The woman's hand around his wrist is strangling him, he can't breathe under her touch, she might as well be crushing his throat. When he opens his mouth for a second he thinks he's going to scream but all he says is, "I had a mother. Her name was Eleanor Richards. I don't know who the fuck you are." He wishes he would have screamed instead.


Slam the door. Lock it. Throw your body against it for good measure, even though you've never been able to keep out anybody who really wanted in. Cover your left eye with your hand, like you think you can stop the pressure there from exploding outward. Like you think you have a touch that heals. Like you think you deserve that. You're gasping and every exhale sounds like a scream. You are screaming, harmonizing with distant sirens. It's an emergency. Get into the house.

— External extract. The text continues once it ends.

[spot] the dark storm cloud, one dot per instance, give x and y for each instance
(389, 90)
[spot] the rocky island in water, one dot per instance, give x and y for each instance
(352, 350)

Fling yourself forward. Past the foyer, past the living room, past your mother's ghost. All you want is to go to sleep. You would do anything just to be able to sleep. So prove it to yourself.

Start in the kitchen, then work your way upwards. Open every drawer, every cabinet. When a first look shows you nothing, pull things out. Don't care about the mess you make. You said you'd do anything. So do anything.Hope that the kitchen, the first floor bathroom, the guest room, turn something up. You're just looking for an aspirin -- this must be true, because you can hardly keep your balance. Your left eye has gone blind. Your jaw is completely numb. No wonder you can't see the ibuprofen on the counter. You can't see anything.

Let the search become increasingly desperate. Try your bedroom, the first time you've entered. It's a mausoleum, but not in memorial to you. It's been completely papered over -- a photo flash, and suddenly you're back in that haunted motel room -- no. You're here, in your childhood bedroom, searching beneath the mattress, in the closet, in every old hiding place but William's gaze is omnipresent and if there had been anything you left behind it's all gone now.

It's an emergency. You can feel everything. It all begins and ends with fear. You can't hear yourself scream anymore, all you can hear are sirens. It is an emergency, Thompson. Tommy, baby. Behind every blink of your eyelids is Ana, is Eleanor, both of them wide eyed in terror, looking at you to save them. Footsteps cracking over ancient floorboards -- are you sure you're alone?

There's only one place left to check. It's almost not worth it for the fear you have, but the sirens are somehow getting louder still. Clap your hands over your ears. Like you think that matters. Ana, Eleanor, watching you. Are you sure you're alone? It's an emergency, Tom, Tommy, baby, delerious, wild-eyed.

You can't see a thing on your way there. Lock the door behind you. Check the drawers, check the medicine cabinet, check below the sink. Nothing. Nothing. Nothing. Footsteps, camera flashes, every time the wood panels bang open. William is laughing at you. No. William is saying nothing. William is not answering the phone.

Look yourself in the mirror. You can see half of your face, an addict's face. The rest is that bright white light taking over your vision. You know what it is. You remember now. It's the moon. So close you could reach out and take it. So try.